I don't remember much of those times, except for the suffocating smell of fumes that the van parked at the entrance next to the shacks produced, which often poisoned every good will to start the morning. On holidays and especially spring days, the whole family huddled up there, next to that metal beast and organized barbecues under the shade and feeble protection of the patches that covered the structure. One hot summer evening, with tired arms and legs and a full stomach, I headed towards the well as rumor had reached my ear that there was a beehive around them, obviously false voice. Near the well there was a body of water that filled a natural hole in the grass, rough and not very pure water.
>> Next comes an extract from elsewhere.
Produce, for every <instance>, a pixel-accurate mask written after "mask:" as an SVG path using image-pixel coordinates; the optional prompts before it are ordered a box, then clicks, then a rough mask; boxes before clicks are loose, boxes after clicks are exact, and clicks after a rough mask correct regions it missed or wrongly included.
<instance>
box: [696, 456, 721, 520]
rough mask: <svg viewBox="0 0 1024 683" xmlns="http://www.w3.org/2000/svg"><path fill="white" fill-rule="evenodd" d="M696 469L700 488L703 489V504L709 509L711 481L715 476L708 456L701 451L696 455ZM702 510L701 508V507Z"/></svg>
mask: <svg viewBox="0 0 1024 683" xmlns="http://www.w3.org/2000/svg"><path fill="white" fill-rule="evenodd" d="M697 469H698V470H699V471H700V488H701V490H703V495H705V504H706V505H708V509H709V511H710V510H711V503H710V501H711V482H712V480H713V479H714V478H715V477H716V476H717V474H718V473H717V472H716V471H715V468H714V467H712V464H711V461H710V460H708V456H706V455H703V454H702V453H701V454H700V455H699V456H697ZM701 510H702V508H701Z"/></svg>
I knelt to observe the concentric circles that broke at the edge of the pool and saw them for the first time my face and my mind. It was the first time since an organic, real reflection lay between that dirty water. It was the first time since I felt alive, and my heart was beating in time with the light breeze. That rough pool, full of desire that burned to flow into the sea, not to remain still in the earth concave like a worm, was an ironic representation of what I then became, of what we all of that family then became.


The sky, purple as a livid, was still, dotted with a field of soft white mines. The chilling roar of the van spitting smoke on the other side of the field shook me from my silent dialogue with the mirror of water and I came back with little more than a memory that I didn't care at the time.


That was the last summer I spent there under the shade of the oaks before even the last thing we owned was taken away from us.


It was the last time I met the snakes lying near the well.